The Whiterock Road was pitch black, and the occasional young couple, hurrying home, clung their way past McCrory Park.
A few stragglers leaned together outside Jim’s Café. An over-crowded black taxi laboured up the hill. Few people noticed the two figures walking down towards the Falls Road. One was a thickset man in black overcoat, white open-necked shirt and white drill trousers. He wore a cap pushed back on his head and walked with one hand in his pocket. He didn’t seem to be in any hurry. His companion, a younger man dressed in jeans and an anorak, had to shorten his natural stride to match the older man’s. They walked in silence alongside the cemetery wall until they reached the Falls Road. They turned right at the bottom of the Whiterock and strolled slowly up the road. The young man cleared his throat. His companion glanced at him.
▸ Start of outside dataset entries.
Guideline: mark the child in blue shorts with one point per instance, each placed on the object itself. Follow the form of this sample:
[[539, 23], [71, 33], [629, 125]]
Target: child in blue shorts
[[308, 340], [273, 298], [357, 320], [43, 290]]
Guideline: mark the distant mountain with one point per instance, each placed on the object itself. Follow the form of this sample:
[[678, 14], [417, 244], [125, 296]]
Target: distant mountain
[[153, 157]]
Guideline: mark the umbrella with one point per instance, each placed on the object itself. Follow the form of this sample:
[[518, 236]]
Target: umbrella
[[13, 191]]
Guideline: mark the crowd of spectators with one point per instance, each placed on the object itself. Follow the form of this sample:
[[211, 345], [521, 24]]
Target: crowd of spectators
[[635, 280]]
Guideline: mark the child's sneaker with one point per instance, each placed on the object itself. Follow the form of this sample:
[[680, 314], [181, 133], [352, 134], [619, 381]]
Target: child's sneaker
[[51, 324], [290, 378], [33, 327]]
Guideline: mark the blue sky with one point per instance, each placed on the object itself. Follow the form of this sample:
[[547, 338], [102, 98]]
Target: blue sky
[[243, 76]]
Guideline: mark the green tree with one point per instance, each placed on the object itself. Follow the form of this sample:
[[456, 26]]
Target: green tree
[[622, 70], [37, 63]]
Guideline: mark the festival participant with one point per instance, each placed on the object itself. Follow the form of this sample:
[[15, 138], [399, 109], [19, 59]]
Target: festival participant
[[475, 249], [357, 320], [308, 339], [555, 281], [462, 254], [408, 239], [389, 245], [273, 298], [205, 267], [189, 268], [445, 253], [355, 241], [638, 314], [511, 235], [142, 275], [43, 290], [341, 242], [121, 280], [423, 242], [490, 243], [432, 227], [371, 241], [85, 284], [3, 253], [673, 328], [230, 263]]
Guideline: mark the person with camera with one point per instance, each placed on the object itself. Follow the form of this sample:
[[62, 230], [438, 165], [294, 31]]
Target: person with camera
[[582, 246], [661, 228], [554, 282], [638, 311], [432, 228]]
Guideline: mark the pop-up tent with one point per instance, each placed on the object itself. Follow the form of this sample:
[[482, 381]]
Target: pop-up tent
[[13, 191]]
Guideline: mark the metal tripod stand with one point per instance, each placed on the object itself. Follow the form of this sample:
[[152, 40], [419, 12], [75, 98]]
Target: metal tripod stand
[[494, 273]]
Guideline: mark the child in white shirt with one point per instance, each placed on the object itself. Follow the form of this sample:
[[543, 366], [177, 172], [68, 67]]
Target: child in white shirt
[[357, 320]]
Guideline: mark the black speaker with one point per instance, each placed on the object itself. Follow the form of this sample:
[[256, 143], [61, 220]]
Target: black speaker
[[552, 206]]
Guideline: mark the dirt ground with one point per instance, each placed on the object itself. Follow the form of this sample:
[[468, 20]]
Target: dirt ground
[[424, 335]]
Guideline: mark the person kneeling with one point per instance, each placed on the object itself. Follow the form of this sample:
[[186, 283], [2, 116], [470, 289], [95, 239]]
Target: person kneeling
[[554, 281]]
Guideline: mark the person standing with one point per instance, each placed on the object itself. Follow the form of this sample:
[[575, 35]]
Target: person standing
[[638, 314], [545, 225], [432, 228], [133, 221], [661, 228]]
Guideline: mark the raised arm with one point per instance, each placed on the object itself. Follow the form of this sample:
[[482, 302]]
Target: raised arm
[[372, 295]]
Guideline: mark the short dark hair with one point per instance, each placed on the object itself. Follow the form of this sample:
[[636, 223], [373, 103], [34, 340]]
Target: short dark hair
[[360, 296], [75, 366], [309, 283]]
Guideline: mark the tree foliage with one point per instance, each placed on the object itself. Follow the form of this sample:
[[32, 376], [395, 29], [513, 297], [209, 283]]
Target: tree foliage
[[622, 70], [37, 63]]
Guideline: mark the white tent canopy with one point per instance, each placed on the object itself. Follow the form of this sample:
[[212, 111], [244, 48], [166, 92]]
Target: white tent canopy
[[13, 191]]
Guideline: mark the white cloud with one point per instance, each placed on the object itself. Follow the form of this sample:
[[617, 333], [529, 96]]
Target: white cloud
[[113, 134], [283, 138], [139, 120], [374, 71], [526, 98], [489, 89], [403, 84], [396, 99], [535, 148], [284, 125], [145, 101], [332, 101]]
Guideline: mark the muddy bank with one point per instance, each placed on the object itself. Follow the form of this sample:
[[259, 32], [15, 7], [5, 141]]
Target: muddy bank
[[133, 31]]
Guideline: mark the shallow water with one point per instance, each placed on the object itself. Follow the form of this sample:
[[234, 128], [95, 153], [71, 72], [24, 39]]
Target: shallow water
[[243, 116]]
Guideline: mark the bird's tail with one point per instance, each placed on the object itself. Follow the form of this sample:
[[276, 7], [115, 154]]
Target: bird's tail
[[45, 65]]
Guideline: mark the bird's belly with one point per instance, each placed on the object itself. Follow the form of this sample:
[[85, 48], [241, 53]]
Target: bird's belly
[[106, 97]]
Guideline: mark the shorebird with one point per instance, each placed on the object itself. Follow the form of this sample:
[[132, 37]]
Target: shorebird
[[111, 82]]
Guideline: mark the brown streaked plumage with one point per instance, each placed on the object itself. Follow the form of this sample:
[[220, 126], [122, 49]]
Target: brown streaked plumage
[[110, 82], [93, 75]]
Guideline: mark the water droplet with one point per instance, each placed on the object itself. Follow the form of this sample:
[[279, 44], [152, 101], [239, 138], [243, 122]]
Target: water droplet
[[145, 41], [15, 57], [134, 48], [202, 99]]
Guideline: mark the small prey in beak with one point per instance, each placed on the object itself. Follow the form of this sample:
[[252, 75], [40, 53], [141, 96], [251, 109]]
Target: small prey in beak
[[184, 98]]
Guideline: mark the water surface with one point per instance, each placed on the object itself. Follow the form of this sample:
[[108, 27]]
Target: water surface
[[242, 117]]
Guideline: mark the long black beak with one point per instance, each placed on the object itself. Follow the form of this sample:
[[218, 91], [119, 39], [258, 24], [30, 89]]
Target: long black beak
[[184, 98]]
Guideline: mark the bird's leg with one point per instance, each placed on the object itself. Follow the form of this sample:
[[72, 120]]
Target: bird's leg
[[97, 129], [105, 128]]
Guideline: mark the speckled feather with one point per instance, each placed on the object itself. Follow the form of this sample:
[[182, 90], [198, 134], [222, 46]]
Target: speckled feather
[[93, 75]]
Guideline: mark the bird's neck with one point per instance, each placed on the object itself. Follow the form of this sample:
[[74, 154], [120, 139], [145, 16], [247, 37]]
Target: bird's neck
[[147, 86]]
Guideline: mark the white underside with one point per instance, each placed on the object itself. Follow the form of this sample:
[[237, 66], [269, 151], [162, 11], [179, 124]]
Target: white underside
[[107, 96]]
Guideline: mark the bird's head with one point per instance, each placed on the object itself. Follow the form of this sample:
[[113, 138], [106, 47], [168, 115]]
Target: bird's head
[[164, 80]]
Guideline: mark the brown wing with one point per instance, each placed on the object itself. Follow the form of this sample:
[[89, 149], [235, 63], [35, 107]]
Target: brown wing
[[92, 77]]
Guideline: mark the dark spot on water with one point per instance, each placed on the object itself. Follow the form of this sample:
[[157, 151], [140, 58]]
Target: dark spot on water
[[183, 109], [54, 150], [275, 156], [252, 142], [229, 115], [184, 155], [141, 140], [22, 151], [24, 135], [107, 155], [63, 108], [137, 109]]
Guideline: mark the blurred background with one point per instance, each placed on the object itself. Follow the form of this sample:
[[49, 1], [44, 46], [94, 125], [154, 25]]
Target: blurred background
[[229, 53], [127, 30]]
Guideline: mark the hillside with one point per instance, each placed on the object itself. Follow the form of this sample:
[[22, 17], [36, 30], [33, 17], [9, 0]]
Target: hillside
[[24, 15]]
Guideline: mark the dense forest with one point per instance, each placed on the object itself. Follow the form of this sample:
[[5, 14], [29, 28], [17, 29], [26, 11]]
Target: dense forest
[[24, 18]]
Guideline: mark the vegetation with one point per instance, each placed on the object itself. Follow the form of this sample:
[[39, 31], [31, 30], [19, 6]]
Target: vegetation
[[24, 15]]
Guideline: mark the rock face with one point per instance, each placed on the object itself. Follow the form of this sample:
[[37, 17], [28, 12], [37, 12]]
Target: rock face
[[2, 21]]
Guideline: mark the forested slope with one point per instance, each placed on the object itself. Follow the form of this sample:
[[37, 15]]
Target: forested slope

“Come on, we’ll cut down here.”
The younger man nodded. They hurried down Milltown Row and went more cautiously then, the older man in front bent forward with one hand still in his pocket. Down and over the football pitch, across the Bog Meadows and up towards the graveyard.
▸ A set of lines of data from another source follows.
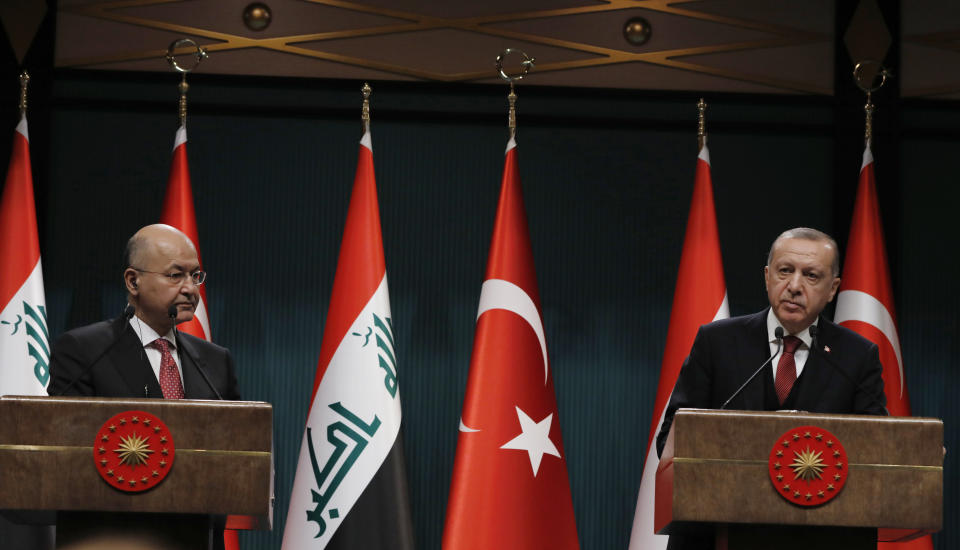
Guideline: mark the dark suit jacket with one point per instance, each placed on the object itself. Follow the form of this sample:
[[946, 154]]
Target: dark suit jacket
[[725, 353], [123, 371]]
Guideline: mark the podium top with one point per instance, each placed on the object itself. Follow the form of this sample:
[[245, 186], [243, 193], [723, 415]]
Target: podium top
[[715, 469], [223, 463]]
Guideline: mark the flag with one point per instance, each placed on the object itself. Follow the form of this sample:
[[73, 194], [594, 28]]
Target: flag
[[178, 212], [24, 351], [350, 489], [865, 302], [700, 297], [510, 488]]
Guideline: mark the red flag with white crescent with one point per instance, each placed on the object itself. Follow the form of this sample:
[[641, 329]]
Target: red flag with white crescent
[[178, 212], [510, 488], [865, 302], [700, 297]]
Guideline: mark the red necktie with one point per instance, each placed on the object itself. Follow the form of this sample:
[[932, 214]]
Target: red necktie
[[787, 368], [169, 375]]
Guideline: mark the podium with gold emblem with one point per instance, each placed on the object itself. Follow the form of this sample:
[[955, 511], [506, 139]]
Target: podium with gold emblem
[[164, 470], [798, 480]]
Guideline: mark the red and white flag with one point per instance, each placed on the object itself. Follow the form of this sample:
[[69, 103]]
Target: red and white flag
[[510, 488], [865, 302], [24, 351], [350, 489], [700, 297], [178, 212]]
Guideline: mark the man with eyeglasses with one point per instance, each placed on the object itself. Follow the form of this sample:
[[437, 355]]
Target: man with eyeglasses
[[141, 354]]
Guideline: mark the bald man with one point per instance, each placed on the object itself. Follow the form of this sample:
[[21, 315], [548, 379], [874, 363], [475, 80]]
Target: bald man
[[141, 354]]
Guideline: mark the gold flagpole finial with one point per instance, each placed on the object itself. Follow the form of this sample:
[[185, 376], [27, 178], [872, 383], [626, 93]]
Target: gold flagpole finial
[[199, 54], [24, 81], [701, 124], [875, 69], [183, 87], [525, 67], [512, 115], [366, 90]]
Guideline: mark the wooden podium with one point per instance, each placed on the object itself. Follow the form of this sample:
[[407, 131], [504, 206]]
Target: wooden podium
[[223, 466], [714, 478]]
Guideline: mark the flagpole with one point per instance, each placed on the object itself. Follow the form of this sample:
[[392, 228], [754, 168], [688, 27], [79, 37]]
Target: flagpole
[[199, 54], [366, 90], [24, 81], [701, 124], [868, 88], [525, 66]]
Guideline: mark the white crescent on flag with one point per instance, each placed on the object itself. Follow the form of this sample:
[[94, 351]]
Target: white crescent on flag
[[500, 294], [854, 305]]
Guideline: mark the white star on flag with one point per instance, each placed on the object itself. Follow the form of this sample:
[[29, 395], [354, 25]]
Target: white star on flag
[[534, 438]]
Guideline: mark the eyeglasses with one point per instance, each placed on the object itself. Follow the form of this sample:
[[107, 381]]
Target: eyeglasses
[[178, 277]]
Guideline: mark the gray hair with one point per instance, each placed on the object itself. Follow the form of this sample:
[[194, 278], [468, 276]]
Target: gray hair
[[809, 234]]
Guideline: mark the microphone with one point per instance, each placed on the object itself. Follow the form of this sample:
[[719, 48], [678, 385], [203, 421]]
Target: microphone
[[778, 333], [125, 319], [814, 347], [172, 312]]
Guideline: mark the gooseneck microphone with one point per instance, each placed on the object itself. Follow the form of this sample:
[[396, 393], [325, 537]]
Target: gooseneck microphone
[[172, 313], [815, 348], [125, 319], [778, 333]]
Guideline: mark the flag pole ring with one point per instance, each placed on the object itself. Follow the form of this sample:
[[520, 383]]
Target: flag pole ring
[[200, 54], [525, 65], [868, 89]]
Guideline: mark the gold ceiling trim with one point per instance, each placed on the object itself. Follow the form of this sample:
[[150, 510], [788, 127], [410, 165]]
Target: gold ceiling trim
[[292, 44]]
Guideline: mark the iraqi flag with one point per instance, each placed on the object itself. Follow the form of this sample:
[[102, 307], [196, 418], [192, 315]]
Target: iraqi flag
[[350, 489], [700, 297], [865, 301], [510, 488], [24, 352], [178, 212]]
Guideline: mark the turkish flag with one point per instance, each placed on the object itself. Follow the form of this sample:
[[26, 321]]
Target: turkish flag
[[865, 302], [178, 212], [700, 297], [510, 488]]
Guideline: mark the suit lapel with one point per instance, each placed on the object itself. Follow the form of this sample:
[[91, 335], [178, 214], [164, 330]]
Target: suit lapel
[[816, 375], [129, 360], [754, 351], [194, 387]]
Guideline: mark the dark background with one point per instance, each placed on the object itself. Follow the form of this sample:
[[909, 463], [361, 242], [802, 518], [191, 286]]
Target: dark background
[[607, 180]]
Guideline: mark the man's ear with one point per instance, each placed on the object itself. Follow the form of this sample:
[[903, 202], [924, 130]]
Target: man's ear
[[130, 277], [833, 289]]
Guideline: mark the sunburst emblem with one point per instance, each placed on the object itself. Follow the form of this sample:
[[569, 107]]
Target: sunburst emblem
[[134, 450], [807, 465]]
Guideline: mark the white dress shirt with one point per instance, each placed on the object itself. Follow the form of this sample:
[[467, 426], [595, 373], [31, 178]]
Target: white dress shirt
[[802, 352], [148, 335]]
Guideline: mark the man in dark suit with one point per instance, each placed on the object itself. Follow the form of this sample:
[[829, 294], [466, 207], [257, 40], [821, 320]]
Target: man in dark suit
[[141, 354], [802, 277]]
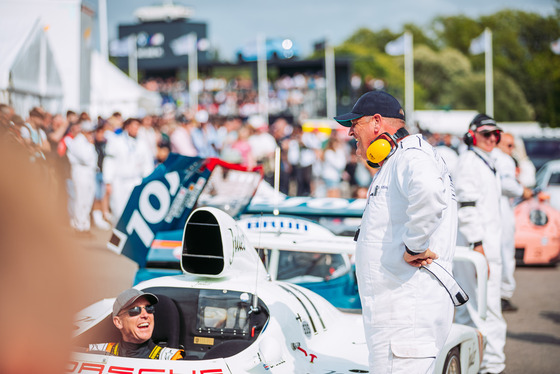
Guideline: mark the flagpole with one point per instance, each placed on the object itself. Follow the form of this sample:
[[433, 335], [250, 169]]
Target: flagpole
[[331, 83], [409, 78], [133, 57], [193, 71], [489, 72], [262, 76], [103, 39]]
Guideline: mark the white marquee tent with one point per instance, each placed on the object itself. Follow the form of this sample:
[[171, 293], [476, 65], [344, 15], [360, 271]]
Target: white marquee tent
[[112, 90], [28, 72]]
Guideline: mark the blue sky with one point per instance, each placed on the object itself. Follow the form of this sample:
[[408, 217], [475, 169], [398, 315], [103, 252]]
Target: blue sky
[[231, 23]]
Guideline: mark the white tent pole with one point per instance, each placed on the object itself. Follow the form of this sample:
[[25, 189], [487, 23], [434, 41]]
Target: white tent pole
[[488, 70], [193, 71], [103, 38], [133, 57], [331, 79], [262, 76], [43, 67], [408, 78]]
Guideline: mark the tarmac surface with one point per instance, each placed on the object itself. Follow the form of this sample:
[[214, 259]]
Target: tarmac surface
[[533, 333]]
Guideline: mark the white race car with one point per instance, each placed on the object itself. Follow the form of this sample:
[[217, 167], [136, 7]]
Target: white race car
[[231, 318]]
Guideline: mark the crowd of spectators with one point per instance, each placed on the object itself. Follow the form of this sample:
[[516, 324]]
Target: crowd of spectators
[[316, 162], [77, 154]]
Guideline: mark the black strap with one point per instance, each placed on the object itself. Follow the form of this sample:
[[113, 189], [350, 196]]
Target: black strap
[[484, 160], [410, 252]]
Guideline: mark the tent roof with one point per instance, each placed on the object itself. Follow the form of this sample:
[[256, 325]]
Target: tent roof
[[27, 64], [112, 90], [14, 32]]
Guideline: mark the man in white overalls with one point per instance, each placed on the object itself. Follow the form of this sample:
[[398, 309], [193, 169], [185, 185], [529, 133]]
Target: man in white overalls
[[480, 225], [410, 220]]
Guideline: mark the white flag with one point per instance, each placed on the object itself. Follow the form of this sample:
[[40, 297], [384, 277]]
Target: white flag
[[181, 46], [395, 47], [555, 46], [478, 45], [119, 48]]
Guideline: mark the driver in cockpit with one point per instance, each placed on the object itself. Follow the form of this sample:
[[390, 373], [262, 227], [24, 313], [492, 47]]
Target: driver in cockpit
[[133, 315]]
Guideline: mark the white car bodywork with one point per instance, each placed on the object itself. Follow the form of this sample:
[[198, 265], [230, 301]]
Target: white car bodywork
[[234, 319], [548, 180]]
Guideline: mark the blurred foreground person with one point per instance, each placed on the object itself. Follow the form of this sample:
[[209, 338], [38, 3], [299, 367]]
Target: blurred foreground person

The moon peeked out at them from behind clouds. Cars on the motorway below sped by unknowing and uncaring. The man with the cap was out of breath by the time they reached the hedge at Milltown Cemetery. The cemetery waited on them, rows and rows of serried tombstones reflecting the cold moonlight. It was desperately quiet. Even the sounds from the motorway and the road seemed cut off, subdued. They forced their way through the hedge and on to the tarmac pathway. Nothing stirred. They waited a few tense seconds and then moved off, silently, a little apart, the young man in the rear, the man with the cap in front. It was twenty past eleven.
The young man’s heart thumped heavily against his ribs. He was glad he wasn’t alone, though he wished the older man hadn’t worn the white trousers. They wouldn’t be long now anyway. Ahead of them lay their destination. As the moon came from behind a cloud he could see the pathway stretching before him. His companion cut across a grassy bank and the young man, relaxing a little by now, continued on alone for the last few yards.
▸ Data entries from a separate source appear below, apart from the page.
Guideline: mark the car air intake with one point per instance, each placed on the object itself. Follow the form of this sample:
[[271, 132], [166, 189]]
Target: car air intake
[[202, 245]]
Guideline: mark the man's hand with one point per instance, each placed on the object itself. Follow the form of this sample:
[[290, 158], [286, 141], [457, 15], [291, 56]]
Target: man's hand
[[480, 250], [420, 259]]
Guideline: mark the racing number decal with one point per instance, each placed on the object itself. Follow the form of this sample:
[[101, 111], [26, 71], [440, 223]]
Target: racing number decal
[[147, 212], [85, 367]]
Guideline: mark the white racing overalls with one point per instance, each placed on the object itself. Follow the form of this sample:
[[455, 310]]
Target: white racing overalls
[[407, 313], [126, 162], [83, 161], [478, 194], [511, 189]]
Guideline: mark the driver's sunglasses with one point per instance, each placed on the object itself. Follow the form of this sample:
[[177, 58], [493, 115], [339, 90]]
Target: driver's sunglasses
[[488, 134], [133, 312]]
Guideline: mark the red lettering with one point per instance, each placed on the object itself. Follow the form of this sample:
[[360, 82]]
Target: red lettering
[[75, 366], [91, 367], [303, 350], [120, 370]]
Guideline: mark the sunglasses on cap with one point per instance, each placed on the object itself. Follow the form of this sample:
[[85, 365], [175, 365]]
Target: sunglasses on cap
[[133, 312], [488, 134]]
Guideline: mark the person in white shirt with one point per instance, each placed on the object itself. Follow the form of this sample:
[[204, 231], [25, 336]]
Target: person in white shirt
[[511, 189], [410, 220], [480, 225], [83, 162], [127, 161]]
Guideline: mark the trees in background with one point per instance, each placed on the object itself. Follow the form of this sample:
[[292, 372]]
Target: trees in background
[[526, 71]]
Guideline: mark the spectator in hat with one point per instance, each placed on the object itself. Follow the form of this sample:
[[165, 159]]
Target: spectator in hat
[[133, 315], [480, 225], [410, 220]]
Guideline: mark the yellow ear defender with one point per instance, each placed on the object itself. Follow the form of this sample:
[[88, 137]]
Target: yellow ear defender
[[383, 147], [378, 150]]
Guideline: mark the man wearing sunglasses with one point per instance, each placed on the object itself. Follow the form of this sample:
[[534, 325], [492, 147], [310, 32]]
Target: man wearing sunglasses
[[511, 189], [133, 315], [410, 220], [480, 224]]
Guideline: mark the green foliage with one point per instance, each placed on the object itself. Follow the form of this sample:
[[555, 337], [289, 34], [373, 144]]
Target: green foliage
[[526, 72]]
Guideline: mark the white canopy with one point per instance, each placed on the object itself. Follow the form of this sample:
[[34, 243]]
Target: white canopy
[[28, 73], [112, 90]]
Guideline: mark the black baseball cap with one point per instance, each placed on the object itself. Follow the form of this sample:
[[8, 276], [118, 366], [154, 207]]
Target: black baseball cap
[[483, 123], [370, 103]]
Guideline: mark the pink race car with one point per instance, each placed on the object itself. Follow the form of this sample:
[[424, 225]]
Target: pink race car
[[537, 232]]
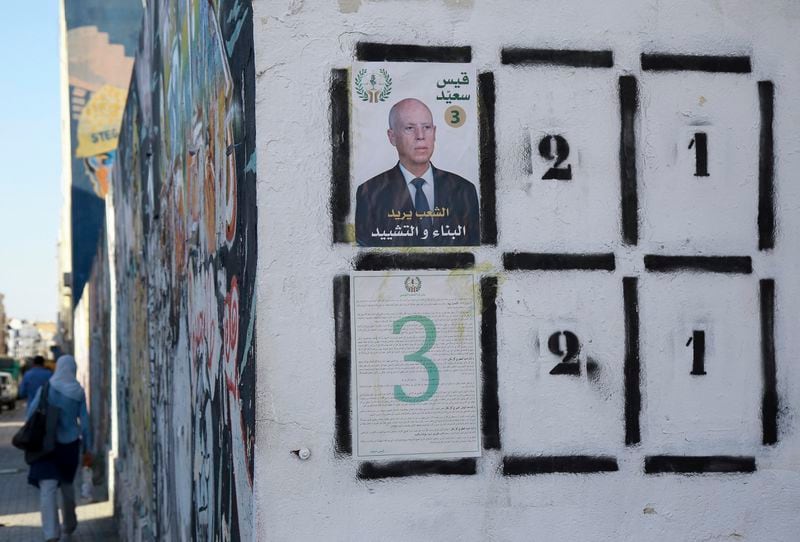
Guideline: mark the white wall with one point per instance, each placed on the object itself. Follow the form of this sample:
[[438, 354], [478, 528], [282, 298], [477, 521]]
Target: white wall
[[297, 44]]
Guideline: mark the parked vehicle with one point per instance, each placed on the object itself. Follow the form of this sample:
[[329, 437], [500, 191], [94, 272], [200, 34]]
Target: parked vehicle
[[12, 366], [8, 391]]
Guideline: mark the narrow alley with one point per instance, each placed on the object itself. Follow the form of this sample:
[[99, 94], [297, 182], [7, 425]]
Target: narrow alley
[[19, 502]]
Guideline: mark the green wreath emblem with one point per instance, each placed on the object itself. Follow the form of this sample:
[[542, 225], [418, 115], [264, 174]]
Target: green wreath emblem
[[362, 92]]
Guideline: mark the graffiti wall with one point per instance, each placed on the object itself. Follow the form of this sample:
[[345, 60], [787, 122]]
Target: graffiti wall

He thought of the morning when they had last been there, the funeral winding its way down from the Whiterock, the people crossing themselves as it passed, the guard of honour awkward but solemn around the hearse. He thought of the people who had crowded around the graveside. Men and women long used to hardship but still shocked at the suddenness of death. Young people and old people. Friends of the family, neighbours and comrades of the deceased. United in their grief. And in their anger, too, he reflected.
He sighed softly, almost inaudibly, to himself as he came alongside his companion again. The older man whispered to him. Wreaths lay on the grave which had been dug that morning, and the fresh clay glistened where the diggers had shaped it into a ridge. The two men glanced at each other and then, silently, they stood abreast of the grave.
They prayed their silent prayers, and the moon, spying from above, hid behind a cloud. The men stood to attention. A night wind crept down from the Black Mountain and rustled through the wreaths. The older man barked an order. They both raised revolvers towards the sky and three volleys of shots crashed over the grave.
The young man was tense, a little pale. The man with the cap breathed freely. He pocketed his weapon. The young man shoved his into the waistband of his jeans. They moved off quickly. The moon slid from behind the clouds; the wind shook itself and swept across the landscape. All was quiet once more. The two men, moving across the fields, reached the Falls Road. They walked slowly; they didn’t seem to be in any hurry. Few people noticed them as they walked up the Whiterock Road. It was five past twelve. Jim’s Café was closed. An occasional young couple, hurrying home, clung their way past McCrory Park. A car coming out of Whiterock Drive stopped to let the two men cross its path. As they did so the cemetery wall was caught in the car’s headlights.
The white graffitied “IS THERE A LIFE BEFORE DEATH?” flashed as the vehicle swung on to the main road and headed off towards Ballymurphy.
The two men paused and looked at each other. Then they, too, continued on their journey.